ABSTRACT

Meta-analysis offers a strong alternative to traditional methods of reviewing research studies (Rosenthal & Rosnow, 1991). Used properly, it can enhance rational assessment of phenomena by removing or substantially reducing subjective bias based on values and emotion. With this in mind, two colleagues and I made use of meta-analysis in the late 1990s to rationally reevaluate claims made about the nature and consequences of child sexual abuse (CSA), a topic particularly vulnerable to value-and emotion-laden thinking (Jenkins, 1998).

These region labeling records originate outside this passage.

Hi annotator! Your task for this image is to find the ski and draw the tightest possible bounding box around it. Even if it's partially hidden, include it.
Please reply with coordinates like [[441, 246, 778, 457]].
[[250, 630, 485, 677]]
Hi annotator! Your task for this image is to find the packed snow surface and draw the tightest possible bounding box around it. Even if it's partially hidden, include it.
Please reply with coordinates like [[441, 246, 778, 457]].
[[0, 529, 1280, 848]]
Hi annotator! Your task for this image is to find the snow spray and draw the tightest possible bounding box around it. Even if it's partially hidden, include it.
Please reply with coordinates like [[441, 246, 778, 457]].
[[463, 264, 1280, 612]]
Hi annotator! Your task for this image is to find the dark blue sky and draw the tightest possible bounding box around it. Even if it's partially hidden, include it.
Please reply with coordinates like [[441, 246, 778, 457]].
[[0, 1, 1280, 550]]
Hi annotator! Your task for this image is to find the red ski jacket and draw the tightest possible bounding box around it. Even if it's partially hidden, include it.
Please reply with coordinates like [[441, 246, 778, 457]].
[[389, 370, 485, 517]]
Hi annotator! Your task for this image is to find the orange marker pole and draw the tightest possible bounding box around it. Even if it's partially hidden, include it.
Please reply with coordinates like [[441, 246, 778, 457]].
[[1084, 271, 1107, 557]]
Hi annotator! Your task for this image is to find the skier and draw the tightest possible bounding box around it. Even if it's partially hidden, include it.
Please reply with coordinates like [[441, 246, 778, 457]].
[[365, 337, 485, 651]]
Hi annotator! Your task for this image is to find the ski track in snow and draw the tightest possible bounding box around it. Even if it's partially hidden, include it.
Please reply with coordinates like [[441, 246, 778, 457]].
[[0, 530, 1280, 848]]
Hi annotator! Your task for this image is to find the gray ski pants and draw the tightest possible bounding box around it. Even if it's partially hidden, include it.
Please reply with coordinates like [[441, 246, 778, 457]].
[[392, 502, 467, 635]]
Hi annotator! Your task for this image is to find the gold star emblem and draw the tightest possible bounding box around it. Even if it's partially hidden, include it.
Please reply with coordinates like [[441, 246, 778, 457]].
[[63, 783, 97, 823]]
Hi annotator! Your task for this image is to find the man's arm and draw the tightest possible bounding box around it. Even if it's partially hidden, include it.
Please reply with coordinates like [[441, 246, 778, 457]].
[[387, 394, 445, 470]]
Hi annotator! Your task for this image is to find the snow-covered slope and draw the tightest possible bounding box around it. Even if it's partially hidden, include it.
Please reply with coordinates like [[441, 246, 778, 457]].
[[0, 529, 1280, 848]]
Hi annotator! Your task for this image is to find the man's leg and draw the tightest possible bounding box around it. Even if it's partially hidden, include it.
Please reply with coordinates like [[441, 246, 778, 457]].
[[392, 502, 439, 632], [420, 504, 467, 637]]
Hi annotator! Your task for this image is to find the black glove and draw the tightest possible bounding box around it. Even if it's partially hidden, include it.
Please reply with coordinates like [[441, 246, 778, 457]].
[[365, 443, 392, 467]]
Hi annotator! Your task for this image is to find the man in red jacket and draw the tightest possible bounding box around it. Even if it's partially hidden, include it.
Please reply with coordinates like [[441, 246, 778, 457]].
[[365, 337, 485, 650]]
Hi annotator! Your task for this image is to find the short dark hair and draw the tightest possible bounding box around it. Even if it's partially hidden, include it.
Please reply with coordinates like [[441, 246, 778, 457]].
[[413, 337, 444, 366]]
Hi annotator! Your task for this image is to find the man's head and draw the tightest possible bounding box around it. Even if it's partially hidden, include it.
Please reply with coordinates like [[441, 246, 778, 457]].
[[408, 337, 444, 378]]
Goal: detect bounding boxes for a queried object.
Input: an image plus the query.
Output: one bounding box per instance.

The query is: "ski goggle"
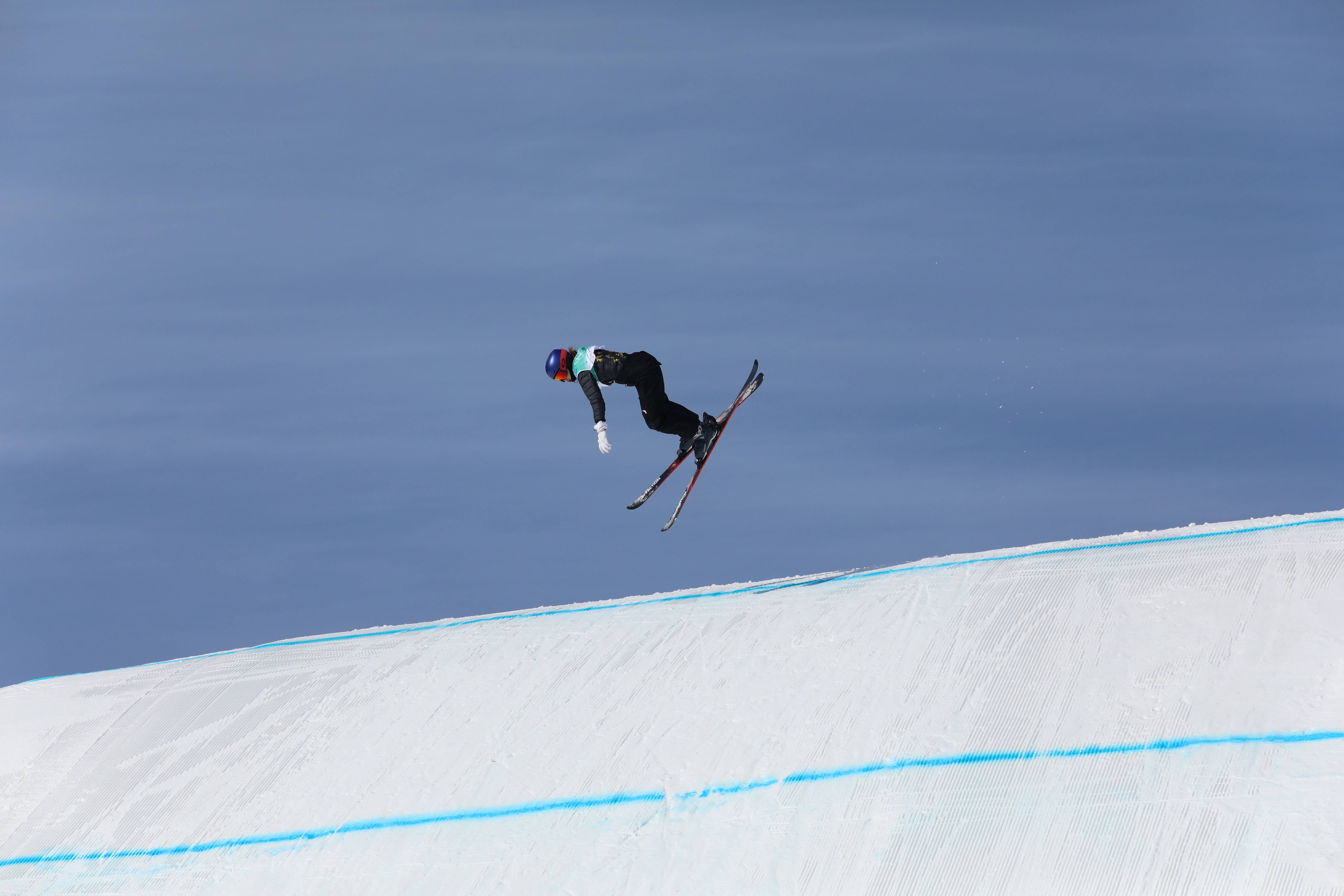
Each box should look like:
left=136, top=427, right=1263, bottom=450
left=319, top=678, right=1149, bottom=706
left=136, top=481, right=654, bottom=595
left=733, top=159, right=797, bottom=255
left=546, top=348, right=571, bottom=382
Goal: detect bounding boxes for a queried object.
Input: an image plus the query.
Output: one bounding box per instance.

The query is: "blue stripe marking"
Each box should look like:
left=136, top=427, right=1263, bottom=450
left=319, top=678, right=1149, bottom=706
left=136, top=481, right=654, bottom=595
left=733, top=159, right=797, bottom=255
left=0, top=731, right=1344, bottom=868
left=13, top=516, right=1344, bottom=684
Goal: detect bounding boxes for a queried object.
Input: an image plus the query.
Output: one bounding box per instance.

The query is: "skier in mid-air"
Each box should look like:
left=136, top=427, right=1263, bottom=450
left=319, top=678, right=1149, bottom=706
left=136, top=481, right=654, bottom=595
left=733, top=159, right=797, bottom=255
left=546, top=345, right=719, bottom=463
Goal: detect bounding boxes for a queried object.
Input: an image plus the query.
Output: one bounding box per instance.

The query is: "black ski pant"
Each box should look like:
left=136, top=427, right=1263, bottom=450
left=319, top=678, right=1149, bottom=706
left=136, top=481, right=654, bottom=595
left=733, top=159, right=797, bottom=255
left=622, top=352, right=700, bottom=439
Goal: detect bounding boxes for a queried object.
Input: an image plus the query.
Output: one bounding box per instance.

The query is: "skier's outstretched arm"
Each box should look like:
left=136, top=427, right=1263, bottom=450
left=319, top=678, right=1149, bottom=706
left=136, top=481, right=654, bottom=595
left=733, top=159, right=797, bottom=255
left=577, top=371, right=612, bottom=454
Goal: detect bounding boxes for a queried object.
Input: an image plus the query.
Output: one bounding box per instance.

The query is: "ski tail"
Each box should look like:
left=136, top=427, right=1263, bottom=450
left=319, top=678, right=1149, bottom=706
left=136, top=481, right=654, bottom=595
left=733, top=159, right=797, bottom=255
left=625, top=361, right=761, bottom=510
left=663, top=364, right=765, bottom=532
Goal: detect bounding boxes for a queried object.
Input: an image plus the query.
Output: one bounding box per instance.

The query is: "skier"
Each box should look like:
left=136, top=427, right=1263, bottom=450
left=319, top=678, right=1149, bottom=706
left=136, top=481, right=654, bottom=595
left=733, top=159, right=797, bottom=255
left=546, top=345, right=719, bottom=463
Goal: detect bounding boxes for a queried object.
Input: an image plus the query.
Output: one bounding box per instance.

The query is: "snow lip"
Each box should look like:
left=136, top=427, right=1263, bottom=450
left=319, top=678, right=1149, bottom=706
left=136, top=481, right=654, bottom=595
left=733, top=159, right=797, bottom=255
left=13, top=509, right=1344, bottom=690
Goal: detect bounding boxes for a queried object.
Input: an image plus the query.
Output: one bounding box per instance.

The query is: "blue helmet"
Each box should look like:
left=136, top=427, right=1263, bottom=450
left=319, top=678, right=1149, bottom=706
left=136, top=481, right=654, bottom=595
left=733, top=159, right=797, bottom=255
left=546, top=348, right=571, bottom=380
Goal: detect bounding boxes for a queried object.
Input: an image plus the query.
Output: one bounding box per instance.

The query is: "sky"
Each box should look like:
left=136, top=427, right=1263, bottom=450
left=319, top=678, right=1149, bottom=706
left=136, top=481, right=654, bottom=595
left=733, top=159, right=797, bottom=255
left=0, top=0, right=1344, bottom=685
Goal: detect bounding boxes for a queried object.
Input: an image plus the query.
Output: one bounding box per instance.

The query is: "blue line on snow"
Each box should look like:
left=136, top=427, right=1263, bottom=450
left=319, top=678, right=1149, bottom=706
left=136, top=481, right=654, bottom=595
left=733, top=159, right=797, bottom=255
left=23, top=516, right=1344, bottom=684
left=0, top=731, right=1344, bottom=868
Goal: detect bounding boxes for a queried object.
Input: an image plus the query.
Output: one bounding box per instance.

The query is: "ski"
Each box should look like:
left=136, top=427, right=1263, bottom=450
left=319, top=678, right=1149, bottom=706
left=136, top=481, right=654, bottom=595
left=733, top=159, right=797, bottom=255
left=663, top=364, right=765, bottom=532
left=625, top=361, right=761, bottom=510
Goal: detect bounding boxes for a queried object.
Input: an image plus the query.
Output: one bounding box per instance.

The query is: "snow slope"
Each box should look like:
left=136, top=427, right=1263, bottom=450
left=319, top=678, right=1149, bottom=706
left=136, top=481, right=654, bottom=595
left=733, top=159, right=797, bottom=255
left=0, top=513, right=1344, bottom=896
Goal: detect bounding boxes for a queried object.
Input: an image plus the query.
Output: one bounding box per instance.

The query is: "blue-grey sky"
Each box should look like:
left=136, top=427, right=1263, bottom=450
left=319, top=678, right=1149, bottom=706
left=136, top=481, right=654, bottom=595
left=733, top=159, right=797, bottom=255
left=0, top=0, right=1344, bottom=684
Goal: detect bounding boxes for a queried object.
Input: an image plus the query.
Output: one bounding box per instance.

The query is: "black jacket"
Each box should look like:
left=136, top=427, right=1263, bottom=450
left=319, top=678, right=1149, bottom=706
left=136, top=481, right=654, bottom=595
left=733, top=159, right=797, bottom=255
left=575, top=348, right=659, bottom=423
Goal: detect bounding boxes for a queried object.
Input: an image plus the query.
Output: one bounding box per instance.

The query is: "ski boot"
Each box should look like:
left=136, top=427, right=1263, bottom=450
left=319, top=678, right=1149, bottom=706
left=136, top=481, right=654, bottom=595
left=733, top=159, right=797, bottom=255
left=691, top=414, right=719, bottom=466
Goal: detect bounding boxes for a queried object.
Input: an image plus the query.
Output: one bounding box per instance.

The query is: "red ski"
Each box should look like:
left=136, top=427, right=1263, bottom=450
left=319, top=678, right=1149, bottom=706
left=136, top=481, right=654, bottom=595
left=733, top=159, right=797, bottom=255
left=625, top=361, right=765, bottom=516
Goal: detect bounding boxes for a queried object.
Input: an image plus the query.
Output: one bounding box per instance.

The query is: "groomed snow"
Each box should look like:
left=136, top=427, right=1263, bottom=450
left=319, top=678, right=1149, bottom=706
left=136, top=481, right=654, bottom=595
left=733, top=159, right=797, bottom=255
left=0, top=512, right=1344, bottom=896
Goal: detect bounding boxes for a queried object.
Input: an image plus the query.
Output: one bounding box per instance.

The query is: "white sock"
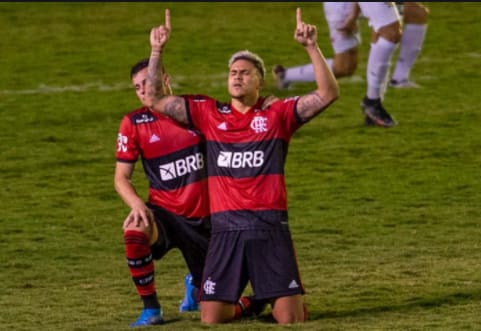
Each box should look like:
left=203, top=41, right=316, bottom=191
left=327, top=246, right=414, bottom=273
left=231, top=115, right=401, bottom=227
left=392, top=24, right=427, bottom=82
left=366, top=37, right=396, bottom=99
left=284, top=63, right=316, bottom=83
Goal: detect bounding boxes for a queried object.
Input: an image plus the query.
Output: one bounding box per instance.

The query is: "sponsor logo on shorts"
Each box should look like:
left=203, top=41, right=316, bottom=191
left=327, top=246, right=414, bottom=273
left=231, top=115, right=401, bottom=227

Our analyses, published in the summer of 1998 in Psychological Bulletin (Rind, Tromovitch, & Bauserman, 1998), disputed essential and strongly held assumptions about CSA. Despite the intensity and entrenchment of the assumptions we challenged, widely held in the helping professions, reaction to our publication seemed to be quiet. This appearance of calm was abruptly pierced the next spring, when an avalanche of attacks erupted. By the summer of 1999, exactly 1 year after publication, Congress condemned our study, the first time in the history of the United States that a peer-reviewed scientific study had been so treated. Our attempt to bring rational objectivity to a topic dominated by value-and emotion-based thinking in the end was overwhelmed by this very same thinking.

In this sense, our story fits in well with the history of philosophy and science, in which challenges to sacred cows of the day have met similar or worse fates more often than could possibly be summarized in this short chapter.